Milada Horakova was jailed by the Nazis from 1940 until 1945 but posed an even bigger danger to the communist rulers who took power in 1948 and began weeding out all democratic opposition.
In her court case, which according to historians was inspired by Stalin’s show trials of the 1930s, Horakova was condemned to death on trumped-up charges of treason and espionage and hanged on June 27, 1950, with three others.
Composer Ales Brezina has turned the powerful story into an opera called “Tomorrow will…”, citing actual police and courtmaterial with the aim of confronting the audience with the brutal chapter in Czech history.
“(The trial) was produced as theatre; the script was written ahead of time; there were rehearsals; testimonies were learned by heart,” he said.
“The main difference is that no one is executed at the end of our opera, but otherwise it was prepared in a similar way to the trial itself.”
The opera, which opened on April 9, has won strong reviews.
“It highlights the absurdity of the Communist machinery in a subdued way. Despite that, the lyrical work conveys a real and strong experience,” wrote the daily Hospodarske Noviny.
Brezina said he meant not to focus only on Horakova, but on the collision of a free mind with a repressive system.
“It is an opera about which stances people take when there is a conflict between a mass of those who give up their right of individual thinking and an individual who wants to keep it,” he said.
To show how fast anyone can turn criminal, singers swap roles in the performance, and a semi-transparent mirror reflects the audience to stress the public’s role.

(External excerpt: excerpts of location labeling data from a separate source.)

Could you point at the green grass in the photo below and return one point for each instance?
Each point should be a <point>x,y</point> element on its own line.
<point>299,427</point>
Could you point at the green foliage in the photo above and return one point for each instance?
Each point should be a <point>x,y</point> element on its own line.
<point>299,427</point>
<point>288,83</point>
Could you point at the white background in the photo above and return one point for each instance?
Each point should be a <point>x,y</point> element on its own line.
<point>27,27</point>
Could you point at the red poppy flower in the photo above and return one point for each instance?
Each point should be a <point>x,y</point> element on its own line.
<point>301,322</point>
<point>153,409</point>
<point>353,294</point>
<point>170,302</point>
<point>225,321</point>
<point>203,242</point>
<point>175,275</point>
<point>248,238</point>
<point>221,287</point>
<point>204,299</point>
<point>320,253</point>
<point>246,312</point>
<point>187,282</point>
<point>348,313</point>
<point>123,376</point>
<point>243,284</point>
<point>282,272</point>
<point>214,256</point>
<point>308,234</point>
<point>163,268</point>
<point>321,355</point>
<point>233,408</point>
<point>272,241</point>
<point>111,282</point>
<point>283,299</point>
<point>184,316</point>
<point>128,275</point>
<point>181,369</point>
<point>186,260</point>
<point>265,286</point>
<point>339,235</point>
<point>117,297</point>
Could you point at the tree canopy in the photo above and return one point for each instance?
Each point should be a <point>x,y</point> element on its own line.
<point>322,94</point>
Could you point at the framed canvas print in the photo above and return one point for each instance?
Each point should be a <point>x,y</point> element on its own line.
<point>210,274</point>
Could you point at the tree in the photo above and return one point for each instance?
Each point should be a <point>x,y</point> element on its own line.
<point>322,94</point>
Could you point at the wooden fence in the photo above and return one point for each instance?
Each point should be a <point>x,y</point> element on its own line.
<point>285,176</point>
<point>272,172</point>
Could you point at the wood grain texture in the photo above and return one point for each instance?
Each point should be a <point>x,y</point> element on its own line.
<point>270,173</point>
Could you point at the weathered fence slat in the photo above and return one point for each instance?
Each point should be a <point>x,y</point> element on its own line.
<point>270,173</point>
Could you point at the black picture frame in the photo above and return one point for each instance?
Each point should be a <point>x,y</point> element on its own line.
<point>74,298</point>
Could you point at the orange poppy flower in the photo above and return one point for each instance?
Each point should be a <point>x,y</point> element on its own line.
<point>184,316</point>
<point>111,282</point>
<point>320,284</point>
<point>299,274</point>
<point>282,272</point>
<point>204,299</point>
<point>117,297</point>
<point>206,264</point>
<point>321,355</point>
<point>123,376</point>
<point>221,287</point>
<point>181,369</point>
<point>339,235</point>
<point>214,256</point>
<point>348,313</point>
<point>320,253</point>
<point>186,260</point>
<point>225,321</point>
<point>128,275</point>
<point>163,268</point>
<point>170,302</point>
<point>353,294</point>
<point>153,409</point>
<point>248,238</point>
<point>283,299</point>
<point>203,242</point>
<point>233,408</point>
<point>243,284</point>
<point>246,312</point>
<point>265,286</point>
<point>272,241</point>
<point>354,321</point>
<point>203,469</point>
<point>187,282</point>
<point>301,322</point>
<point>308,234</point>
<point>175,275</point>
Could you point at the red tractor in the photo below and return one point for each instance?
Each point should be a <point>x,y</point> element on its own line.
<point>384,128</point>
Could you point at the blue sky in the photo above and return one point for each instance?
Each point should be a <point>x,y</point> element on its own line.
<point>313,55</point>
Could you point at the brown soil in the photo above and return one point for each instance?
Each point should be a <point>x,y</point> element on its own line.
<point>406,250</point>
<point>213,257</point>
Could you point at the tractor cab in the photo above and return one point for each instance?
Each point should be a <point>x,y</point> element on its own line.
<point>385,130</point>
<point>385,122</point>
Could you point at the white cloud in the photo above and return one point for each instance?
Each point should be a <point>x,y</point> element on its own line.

Horakova dons a tight dark coat, while prosecutors wear butchers’ aprons stained with blood or suits covered with aggressive titles from 1950s communist newspapers.
In real life, one of Horakova’s prosecutors, 85-year-old Ludmila Brozova-Polednova, was sentenced last year to eight years in prison for complicity to murder in the case.
But another court ruled the issue was past the statute of limitations and the case now lingers at the High Court.
The Czechs have in general been rather slow in prosecuting top Communists for committing crimes under their 40 years of Moscow-backed rule. A very few, usually lower-ranking, officials have been jailed for abuse of office.
The Communist Party stepped down peacefully in the 1989 ”Velvet Revolution”. It is now the third strongest party in parliament.